Just how much a country deals with its past is a decisive point for its development after a conflict has ended. This is the only way for a society to agree that violence is no longer a legitimate means, Kurtenbach said. But it was not necessarily the case that the inclination to use violence automatically ceased when an armed conflict ended, Imbusch said.

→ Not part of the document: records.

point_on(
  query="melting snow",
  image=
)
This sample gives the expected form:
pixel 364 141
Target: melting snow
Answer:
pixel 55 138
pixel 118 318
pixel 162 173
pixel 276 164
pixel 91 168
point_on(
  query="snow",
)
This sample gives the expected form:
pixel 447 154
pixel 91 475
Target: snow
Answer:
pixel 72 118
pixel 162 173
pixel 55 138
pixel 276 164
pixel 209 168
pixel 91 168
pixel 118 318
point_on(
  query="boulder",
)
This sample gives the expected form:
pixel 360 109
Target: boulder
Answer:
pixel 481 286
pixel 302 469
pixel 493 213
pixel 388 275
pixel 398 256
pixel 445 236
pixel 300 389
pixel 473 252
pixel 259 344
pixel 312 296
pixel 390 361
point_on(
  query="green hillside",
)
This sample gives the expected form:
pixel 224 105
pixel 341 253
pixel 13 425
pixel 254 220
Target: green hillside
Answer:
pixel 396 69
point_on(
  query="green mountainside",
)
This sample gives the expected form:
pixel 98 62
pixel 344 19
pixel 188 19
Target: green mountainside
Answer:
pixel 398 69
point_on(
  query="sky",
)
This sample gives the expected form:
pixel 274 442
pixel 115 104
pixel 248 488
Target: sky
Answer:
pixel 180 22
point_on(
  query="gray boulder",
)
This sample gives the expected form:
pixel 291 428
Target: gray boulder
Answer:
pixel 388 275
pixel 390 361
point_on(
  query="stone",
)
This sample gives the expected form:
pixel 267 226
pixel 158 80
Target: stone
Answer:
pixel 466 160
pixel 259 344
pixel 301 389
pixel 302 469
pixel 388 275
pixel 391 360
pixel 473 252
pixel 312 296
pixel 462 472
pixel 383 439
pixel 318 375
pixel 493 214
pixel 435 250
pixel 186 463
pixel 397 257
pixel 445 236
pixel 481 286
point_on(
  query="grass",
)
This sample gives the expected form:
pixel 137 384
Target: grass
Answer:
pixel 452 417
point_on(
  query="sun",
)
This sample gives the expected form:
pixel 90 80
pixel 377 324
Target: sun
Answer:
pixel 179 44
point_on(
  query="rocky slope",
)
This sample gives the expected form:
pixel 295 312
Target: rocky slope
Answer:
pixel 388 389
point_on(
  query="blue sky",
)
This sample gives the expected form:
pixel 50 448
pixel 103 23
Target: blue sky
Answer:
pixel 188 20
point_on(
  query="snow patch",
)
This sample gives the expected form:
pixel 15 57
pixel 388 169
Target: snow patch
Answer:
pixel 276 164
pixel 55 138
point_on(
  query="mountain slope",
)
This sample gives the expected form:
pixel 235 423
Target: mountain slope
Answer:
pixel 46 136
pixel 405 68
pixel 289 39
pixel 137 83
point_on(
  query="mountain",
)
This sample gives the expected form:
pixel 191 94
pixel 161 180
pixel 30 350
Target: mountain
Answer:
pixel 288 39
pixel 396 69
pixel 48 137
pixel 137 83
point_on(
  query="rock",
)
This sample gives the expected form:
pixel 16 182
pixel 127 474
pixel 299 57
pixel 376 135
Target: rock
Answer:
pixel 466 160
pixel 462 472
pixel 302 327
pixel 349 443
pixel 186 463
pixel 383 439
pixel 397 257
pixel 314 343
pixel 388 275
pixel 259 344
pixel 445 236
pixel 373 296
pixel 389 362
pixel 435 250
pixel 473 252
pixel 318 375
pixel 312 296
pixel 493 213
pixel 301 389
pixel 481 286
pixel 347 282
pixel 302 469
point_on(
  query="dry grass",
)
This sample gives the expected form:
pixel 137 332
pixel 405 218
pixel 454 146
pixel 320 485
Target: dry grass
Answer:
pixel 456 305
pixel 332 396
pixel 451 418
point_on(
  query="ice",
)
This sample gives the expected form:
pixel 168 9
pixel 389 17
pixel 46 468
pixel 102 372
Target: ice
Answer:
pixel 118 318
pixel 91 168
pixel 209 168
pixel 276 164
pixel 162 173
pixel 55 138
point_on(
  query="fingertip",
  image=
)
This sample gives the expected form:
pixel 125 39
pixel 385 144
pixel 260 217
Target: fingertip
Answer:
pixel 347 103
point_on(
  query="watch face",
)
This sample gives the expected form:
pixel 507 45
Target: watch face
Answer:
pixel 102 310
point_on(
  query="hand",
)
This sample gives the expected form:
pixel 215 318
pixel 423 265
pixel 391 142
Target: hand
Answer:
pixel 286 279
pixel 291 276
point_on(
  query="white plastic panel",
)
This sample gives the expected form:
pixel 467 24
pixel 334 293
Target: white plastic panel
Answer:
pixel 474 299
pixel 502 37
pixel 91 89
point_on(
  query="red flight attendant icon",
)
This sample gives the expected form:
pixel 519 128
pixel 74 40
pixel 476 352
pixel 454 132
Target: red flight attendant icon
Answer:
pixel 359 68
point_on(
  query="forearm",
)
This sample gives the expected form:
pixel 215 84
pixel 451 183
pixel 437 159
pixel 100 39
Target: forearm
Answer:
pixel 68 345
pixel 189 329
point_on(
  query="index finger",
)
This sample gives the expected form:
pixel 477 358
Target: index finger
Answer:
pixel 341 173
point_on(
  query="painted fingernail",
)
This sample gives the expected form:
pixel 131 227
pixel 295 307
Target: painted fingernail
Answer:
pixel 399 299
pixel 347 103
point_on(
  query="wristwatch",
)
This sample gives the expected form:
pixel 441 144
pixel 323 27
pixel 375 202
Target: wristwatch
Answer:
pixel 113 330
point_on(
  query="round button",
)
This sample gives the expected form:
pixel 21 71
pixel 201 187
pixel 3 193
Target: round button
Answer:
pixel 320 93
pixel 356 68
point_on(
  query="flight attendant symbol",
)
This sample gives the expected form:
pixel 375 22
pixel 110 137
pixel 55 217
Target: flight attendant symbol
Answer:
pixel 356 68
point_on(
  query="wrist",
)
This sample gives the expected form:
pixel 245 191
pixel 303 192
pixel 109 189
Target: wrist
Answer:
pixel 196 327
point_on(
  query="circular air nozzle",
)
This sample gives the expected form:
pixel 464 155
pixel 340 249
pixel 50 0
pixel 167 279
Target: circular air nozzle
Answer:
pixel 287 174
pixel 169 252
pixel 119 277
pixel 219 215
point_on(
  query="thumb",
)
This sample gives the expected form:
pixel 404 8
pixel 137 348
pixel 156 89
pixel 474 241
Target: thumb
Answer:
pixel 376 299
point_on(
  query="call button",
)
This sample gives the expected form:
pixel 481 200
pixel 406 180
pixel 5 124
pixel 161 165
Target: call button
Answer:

"Violence does not simply emerge in a society that is in a post-conflict situation, but apparently violence is somehow virulent in some form there," he said. However, there were also structures which generally favored violence, for example the "machismo" culture where violence is considered a legitimate means of defending oneself.

The battle against violence in the region can only be won in the long term, Imbusch said. It was important to ease tensions in troubled hotspots through new education and leisure possibilities. This was a good opportunity for German development cooperation.

A street with grafitti in Bogota
Bogota is trying to clean up its streetsImage: DW

In addition, urban development measures could improve the situation, such as is the case in Colombia's capital Bogota. The mayors there across the political spectrum have spent years successfully winning back public space. Dark streets and squares, for example, are better illuminated, so people dare to go back onto the streets again.

Both Kurtenbach and Imbusch agreed that state-imposed repressive measures only have a limited effect, if at all. They often tend to lead to an escalation of the conflicts instead. This was evident in the fight of the Mexican government against drug cartels. Since 2006, at least 50,000 civilians have been killed in the drug war between the military and rival drug cartels.